Ever wonder how those robots in the movies seem to transform into objects much larger or smaller than themselves? Laws of physics teach us what we intuitively know: it is not possible to transform an object into something larger or smaller than the original. As such, a house that folds open from a normal-sized, innocent-looking wooden table … well, it is bound to be pretty small.
Putting practicality aside for the moment, however, the pull-down walls and pop-up roof are impressively smooth when seen in operation (as shown in the video included here). The pictures and short film show that the intent is also likely not to make this an alternative abode but rather a play-space for children – a kind of convertible club-house that serves a second purpose as a standard four-legged wood table when not being used as a toy.
Ingred Brandth did not design this as a nuclear fall-out shelter for serious emergencies, but rather as a place where someone could feel emotionally safe and psychologically protected.
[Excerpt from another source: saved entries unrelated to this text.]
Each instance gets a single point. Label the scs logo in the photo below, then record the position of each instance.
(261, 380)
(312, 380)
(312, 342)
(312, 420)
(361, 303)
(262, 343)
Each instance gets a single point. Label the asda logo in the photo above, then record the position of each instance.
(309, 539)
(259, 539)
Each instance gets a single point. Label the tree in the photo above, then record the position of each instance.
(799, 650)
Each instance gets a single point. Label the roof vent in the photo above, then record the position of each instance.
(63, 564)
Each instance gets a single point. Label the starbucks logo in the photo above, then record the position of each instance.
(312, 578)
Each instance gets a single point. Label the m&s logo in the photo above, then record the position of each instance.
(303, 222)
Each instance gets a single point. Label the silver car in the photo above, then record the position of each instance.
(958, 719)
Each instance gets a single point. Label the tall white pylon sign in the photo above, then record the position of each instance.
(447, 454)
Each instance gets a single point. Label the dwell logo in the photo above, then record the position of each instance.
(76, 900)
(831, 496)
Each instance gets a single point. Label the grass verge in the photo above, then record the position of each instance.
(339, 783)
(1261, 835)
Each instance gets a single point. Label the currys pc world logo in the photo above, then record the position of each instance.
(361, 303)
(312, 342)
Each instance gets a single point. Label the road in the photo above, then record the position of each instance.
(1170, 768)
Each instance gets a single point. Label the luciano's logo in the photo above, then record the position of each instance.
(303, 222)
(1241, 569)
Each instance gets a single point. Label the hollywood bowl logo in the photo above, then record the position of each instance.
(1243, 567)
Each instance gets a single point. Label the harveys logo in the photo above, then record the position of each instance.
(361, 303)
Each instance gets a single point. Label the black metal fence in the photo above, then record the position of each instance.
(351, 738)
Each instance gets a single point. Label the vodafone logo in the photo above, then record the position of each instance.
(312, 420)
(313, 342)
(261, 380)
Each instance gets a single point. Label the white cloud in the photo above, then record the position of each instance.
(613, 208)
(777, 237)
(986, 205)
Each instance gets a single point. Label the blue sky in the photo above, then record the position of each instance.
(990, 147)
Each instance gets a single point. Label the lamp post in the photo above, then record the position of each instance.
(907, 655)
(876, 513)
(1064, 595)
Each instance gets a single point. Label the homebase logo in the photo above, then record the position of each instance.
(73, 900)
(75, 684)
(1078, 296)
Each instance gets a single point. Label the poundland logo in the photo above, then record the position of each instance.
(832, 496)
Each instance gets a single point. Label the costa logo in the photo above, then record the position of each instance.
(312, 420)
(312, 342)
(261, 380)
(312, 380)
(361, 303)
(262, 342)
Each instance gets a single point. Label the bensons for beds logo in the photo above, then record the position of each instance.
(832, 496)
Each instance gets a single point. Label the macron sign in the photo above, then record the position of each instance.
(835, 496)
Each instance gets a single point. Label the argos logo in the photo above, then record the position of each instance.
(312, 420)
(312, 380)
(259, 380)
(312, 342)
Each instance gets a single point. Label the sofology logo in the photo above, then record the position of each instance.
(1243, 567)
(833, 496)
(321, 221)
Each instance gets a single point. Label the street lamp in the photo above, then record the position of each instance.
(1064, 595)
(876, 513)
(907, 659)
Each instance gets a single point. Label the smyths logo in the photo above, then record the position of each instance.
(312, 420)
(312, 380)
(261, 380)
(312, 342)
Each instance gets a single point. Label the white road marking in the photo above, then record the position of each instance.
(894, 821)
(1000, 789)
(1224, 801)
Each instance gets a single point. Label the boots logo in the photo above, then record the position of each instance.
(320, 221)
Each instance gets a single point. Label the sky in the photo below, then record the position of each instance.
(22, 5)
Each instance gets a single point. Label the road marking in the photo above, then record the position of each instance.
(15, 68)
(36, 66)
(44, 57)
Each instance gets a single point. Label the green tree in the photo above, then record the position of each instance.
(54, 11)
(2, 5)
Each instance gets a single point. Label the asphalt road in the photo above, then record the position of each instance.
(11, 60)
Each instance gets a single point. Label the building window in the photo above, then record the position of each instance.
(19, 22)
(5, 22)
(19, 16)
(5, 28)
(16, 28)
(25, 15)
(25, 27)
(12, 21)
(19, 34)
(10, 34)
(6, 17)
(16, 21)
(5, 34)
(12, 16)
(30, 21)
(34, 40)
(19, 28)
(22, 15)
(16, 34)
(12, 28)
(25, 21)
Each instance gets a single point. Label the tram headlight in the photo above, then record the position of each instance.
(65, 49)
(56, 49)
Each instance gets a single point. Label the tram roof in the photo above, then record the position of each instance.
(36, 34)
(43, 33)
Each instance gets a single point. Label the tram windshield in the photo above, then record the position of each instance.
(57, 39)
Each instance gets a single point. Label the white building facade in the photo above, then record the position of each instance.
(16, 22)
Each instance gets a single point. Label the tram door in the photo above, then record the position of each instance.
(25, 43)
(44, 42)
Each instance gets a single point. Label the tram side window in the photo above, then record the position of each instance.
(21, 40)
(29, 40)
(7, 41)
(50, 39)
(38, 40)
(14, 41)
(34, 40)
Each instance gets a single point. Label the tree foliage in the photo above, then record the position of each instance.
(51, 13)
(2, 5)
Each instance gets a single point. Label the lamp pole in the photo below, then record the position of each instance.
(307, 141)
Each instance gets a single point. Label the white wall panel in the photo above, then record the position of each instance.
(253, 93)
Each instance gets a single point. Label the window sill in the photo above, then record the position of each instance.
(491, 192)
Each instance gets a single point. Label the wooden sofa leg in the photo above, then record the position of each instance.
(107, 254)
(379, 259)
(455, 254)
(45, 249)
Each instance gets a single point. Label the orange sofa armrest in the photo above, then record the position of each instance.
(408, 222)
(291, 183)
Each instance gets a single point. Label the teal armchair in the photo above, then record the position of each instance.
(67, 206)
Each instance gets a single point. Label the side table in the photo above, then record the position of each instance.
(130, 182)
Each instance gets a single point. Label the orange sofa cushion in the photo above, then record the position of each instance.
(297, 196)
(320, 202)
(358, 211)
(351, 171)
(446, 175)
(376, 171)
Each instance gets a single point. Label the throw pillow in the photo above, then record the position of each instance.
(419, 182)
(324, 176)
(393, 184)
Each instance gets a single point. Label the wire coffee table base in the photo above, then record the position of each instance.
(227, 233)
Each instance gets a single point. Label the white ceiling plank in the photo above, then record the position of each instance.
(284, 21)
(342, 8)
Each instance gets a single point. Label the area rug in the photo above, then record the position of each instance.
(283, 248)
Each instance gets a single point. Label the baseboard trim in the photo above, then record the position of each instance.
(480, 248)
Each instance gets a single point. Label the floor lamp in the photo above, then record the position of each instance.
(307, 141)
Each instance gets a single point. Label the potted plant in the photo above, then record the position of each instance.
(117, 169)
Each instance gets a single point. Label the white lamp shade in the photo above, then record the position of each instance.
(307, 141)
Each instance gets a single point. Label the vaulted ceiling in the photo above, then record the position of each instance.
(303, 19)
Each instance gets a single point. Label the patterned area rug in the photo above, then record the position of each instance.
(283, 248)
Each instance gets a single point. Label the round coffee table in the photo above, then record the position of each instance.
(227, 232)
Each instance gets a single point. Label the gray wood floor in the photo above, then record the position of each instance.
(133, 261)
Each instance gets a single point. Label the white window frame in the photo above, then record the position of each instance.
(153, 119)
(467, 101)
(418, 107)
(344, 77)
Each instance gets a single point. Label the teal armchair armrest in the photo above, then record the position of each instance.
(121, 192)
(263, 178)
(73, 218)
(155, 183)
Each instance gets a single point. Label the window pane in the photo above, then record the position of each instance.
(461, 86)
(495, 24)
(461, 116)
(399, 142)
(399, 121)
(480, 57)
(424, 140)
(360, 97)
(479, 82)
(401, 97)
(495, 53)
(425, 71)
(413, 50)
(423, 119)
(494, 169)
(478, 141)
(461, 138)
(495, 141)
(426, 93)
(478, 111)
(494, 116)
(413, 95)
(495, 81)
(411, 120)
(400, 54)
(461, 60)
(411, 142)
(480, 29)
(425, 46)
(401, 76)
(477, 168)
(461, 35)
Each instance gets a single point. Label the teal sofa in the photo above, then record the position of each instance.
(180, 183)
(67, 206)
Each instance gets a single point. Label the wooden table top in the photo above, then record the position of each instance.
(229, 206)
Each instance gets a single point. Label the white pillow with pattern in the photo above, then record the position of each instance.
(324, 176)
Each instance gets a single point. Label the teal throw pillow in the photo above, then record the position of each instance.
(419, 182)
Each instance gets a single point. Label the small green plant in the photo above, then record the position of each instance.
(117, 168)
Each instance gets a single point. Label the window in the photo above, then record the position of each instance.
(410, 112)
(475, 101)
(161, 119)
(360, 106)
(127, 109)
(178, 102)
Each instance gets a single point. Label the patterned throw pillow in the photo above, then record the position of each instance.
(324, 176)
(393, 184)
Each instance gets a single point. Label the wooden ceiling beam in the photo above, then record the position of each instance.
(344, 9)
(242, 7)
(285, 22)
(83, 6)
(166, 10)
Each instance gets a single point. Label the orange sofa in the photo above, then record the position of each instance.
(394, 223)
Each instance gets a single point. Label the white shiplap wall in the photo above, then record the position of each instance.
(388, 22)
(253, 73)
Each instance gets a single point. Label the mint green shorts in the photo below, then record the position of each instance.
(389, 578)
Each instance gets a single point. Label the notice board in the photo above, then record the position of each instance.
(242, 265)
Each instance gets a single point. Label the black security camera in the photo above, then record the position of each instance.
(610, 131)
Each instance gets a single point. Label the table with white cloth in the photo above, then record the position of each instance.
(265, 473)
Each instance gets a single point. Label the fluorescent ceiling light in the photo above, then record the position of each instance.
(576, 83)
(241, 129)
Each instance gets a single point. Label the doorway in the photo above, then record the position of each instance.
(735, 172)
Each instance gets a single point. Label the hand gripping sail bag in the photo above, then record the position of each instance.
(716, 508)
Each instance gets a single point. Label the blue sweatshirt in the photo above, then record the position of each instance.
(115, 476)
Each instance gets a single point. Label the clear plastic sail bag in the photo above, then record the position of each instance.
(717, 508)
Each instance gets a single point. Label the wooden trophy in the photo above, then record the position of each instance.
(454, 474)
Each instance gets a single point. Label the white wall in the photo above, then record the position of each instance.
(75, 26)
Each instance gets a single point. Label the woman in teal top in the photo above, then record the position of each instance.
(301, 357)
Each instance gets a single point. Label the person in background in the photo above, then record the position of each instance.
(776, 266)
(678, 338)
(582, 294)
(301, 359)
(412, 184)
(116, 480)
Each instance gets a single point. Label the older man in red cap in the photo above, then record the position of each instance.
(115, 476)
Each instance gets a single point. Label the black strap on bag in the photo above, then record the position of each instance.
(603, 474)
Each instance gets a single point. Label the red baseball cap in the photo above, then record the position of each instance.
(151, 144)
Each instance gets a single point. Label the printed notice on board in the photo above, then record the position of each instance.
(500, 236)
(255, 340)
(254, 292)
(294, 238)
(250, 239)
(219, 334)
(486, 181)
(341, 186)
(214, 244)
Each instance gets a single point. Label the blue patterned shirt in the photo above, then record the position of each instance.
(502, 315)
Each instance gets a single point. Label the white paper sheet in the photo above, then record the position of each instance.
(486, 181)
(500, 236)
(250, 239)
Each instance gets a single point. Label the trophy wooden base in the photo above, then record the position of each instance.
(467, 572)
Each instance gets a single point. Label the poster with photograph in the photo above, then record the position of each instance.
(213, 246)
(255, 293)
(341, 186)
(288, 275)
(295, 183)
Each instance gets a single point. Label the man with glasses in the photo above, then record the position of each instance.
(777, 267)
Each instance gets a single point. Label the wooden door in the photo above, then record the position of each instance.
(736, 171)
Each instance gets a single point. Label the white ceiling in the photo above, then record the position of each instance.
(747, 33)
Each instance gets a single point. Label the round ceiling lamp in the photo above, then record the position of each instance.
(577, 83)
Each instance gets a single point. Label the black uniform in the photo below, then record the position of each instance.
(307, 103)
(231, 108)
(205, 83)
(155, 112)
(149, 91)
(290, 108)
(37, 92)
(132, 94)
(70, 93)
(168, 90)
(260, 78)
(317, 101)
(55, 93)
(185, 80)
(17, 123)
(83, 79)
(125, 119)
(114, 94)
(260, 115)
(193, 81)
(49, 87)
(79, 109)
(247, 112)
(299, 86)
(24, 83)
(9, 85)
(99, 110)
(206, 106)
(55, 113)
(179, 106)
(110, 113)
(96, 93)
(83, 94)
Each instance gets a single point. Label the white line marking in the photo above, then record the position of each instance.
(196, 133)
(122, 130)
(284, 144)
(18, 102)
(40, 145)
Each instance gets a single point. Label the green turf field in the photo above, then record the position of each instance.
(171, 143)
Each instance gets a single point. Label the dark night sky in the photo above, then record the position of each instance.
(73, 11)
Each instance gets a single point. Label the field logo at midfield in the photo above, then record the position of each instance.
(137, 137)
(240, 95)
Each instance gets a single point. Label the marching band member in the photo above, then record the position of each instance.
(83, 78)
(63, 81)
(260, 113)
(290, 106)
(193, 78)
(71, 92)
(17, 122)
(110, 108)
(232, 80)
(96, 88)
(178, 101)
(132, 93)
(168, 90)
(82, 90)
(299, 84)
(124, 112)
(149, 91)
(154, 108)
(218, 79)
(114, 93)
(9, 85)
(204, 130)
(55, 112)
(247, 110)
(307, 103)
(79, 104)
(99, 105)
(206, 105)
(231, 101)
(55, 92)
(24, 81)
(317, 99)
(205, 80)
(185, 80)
As an added bonus, this miniature playroom is also a natural secret – kids can choose to show friends or keep it to themselves. The ability to easily and quickly pull-down ‘walls’ and pop up a simple ‘roof’ creates the feeling of sitting inside a very very small and cozy little house-within-a-home.
From Fast Company:
“Brandth is on to something–scary monsters (or pesky neighbors) can strike at any time. What other household items should be made bunker-ready? A refrigerator, to avoid being caught late-night snacking on roommates’ goodies. Or a desk, to sneak a quick nap at work. Oh wait, they have that.”
It’s fun for kids, yes, but isn’t there a part of you that wants to hide under it, too? Whether you’re an introvert who needs to isolate away from other people every once in a while or just want to covertly nap at work, the Shelter Table offers a fun little hideaway in an unexpected package.